Pero, ¿y la violencia? No me refiero tan solo a la violencia ejercida contra la policía y los bienes públicos y particulares por jóvenes en estado de embriaguez o drogados (o ambas cosas a la vez), espoleados por profesionales del disturbio. No se trata de la tradicional jactancia juvenil y de la irresponsabilidad de los jóvenes que todos conocemos porque todos, de hecho, hemos pasado por ellas en nuestra juventud. La violencia está extendiéndose en nuestras calles como un reguero de pólvora, protagonizada en la mayor parte de las ocasiones por jóvenes que solventan cualquier problema o situación literalmente a puñetazos. Cuando no se dedican al vandalismo más destructivo.

 

El caso es que todo hecho tiene sus causas. Y me da la impresión de que las causas de esta situación, de las que la pandemia ha sido el detonante, las teníamos entre nosotros antes del confinamiento. Y es que nuestra sociedad no hace planes de futuro. Se cultiva el cortoplacismo, el hedonismo, el yo por encima de todo lo demás. Se busca lo fácil e inmediato y se olvida casi siempre que nuestros derechos están limitados por los derechos de los demás. Así lo comunitario, lo social, son dejados a un lado y sustituidos por lo individual, por lo propio. Todo lo demás es sacrificable a mis propios deseos e intereses. Y esta es la educación que, en lo básico, les damos a nuestros jóvenes. Quizás no con esas palabras, pero sí con el ejemplo diario que nuestra sociedad les muestra.

 

Si a eso le añadimos un exceso de protección y un mimo muchas veces inmoderado nos encontramos ante unos jóvenes (repito: no todos) que, literalmente, carecen de resistencia a la decepción. Son incapaces de soportar la frustración, de aceptar que no siempre se puede obtener lo que uno desea. Y como, lamentablemente, ni la sociedad, ni la familia ni la escuela son capaces de dotar a los jóvenes de una serie de valores que les permitan gestionar la frustración, muchos de ellos reaccionan de manera absolutamente individualista, hedonista e incluso violenta ante cualquier situación que no les agrade. Y si la percepción general que tienen ante la reacción de la sociedad es de tolerancia y permisividad, la violencia se dispara.

 

Repito que hablo en términos generales, no absolutos. Ni muchísimo menos son todos los jóvenes los que protagonizan estos lamentables incidentes. Pero sí una proporción notable y que va en aumento. Por ello es necesaria una reacción de la sociedad no solo para salvaguardar nuestro presente, sino el futuro de los propios jóvenes, quienes serán incapaces de seguir así de crear una sociedad digna y de integrarse en ella.
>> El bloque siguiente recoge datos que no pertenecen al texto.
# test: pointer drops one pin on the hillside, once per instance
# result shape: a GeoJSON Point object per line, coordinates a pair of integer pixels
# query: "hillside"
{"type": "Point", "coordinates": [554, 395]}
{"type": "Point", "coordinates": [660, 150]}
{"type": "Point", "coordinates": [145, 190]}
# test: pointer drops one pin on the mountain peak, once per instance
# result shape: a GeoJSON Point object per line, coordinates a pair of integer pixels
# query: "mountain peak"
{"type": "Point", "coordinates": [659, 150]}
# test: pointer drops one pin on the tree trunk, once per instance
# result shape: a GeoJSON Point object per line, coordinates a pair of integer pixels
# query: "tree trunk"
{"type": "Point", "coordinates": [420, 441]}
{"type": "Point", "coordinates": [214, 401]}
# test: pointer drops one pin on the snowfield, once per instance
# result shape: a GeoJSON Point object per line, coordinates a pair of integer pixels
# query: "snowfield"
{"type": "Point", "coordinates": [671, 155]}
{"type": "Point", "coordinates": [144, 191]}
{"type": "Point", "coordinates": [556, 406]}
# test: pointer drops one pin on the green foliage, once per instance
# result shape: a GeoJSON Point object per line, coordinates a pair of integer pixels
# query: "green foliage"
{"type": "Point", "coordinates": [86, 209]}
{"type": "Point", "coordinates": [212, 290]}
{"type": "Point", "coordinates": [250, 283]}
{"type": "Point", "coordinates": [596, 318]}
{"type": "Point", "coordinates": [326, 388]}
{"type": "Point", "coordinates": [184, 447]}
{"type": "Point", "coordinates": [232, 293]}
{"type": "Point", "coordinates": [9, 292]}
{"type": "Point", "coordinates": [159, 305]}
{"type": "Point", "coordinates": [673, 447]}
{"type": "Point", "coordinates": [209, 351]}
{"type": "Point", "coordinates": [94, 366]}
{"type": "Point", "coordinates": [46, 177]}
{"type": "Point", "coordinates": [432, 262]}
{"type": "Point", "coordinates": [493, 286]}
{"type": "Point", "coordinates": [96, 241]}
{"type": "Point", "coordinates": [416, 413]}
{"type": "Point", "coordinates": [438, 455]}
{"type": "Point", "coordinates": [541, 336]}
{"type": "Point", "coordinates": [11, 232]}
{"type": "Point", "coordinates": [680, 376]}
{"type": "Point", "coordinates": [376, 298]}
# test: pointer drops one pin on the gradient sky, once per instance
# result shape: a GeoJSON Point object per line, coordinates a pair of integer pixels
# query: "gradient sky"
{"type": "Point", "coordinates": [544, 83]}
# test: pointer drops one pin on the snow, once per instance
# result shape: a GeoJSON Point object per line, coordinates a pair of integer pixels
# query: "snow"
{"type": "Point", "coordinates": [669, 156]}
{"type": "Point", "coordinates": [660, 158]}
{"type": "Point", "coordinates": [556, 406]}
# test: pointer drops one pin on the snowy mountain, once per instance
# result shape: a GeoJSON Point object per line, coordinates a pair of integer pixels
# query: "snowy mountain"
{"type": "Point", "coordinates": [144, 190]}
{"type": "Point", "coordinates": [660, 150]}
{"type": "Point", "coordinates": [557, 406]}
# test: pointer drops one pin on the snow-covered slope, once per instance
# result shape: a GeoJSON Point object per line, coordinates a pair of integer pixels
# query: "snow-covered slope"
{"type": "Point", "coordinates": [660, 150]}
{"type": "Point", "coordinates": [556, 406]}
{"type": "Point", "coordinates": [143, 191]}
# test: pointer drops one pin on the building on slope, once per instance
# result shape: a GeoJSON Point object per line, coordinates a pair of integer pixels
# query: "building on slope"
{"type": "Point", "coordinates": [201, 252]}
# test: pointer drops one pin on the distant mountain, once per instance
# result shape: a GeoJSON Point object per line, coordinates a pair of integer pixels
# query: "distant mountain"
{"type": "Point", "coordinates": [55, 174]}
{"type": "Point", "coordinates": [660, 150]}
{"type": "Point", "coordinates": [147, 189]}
Habría que aumentar la represión contra estos desórdenes, es cierto, pero de esta forma solo se conseguiría un alivio temporal y poco eficaz. Es la sociedad en su conjunto la que debe cambiar para que los jóvenes de ahora, nuestro futuro, no lamenten en unos años carecer de unos valores y formas de vivir que sus mayores, nosotros, no les inculcamos.